Solid-Phase Parallel Synthesis of Dual Histone Deacetylase-Cyclooxygenase Inhibitors

Multi-target drugs (MTDs) are emerging alternatives to combination therapies. Since both histone deacetylases (HDACs) and cyclooxygenase-2 (COX-2) are known to be overexpressed in several cancer types, we herein report the design, synthesis, and biological evaluation of a library of dual HDAC-COX inhibitors. The designed compounds were synthesized via an efficient parallel synthesis approach using preloaded solid-phase resins. Biological in vitro assays demonstrated that several of the synthesized compounds possess pronounced inhibitory activities against HDAC and COX isoforms. The membrane permeability and inhibition of cellular HDAC activity of selected compounds were confirmed by whole-cell HDAC inhibition assays and immunoblot experiments. The most promising dual inhibitors, C3 and C4, evoked antiproliferative effects in the low micromolar concentration range and caused a significant increase in apoptotic cells. In contrast to previous reports, the simultaneous inhibition of HDAC and COX activity by dual HDAC-COX inhibitors or combination treatments with vorinostat and celecoxib did not result in additive or synergistic anticancer activities.

Automated summary

Multi-target drugs (MTDs) offer a new approach for combination therapies.

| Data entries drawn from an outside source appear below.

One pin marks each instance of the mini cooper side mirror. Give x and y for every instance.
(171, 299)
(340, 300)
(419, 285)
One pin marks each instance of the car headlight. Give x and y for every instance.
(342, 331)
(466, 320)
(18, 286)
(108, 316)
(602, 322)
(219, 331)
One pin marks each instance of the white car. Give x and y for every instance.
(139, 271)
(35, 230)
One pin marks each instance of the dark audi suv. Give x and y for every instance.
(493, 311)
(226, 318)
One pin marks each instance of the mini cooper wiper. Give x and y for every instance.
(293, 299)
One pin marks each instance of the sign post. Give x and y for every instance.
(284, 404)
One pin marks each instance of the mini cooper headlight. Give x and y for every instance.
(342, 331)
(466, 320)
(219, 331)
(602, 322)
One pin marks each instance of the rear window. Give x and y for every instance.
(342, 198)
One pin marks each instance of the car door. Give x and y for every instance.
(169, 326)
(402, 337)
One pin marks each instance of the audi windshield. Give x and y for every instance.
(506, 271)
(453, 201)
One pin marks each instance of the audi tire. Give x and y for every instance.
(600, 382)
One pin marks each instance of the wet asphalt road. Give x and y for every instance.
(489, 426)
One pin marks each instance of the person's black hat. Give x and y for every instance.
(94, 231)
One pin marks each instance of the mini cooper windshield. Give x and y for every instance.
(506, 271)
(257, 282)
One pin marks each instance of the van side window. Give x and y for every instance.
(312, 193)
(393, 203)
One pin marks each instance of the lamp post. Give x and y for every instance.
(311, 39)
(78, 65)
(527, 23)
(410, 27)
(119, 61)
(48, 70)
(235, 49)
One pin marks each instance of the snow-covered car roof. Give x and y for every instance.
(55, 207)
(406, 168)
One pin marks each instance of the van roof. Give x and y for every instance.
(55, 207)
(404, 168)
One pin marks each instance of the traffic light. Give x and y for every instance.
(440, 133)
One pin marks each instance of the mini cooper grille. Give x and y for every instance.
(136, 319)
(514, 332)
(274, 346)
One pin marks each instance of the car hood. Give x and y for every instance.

In this study, a library of dual HDAC-COX inhibitors was designed, synthesized, and evaluated. The synthesized compounds showed significant inhibitory activities against HDAC and COX isoforms. Selected compounds were confirmed to have membrane permeability and inhibition of cellular HDAC activity. The most promising dual inhibitors, C3 and C4, demonstrated antiproliferative effects and increased apoptotic cells. However, simultaneous inhibition of HDAC and COX by these inhibitors or combination treatments did not result in additive or synergistic anticancer activities.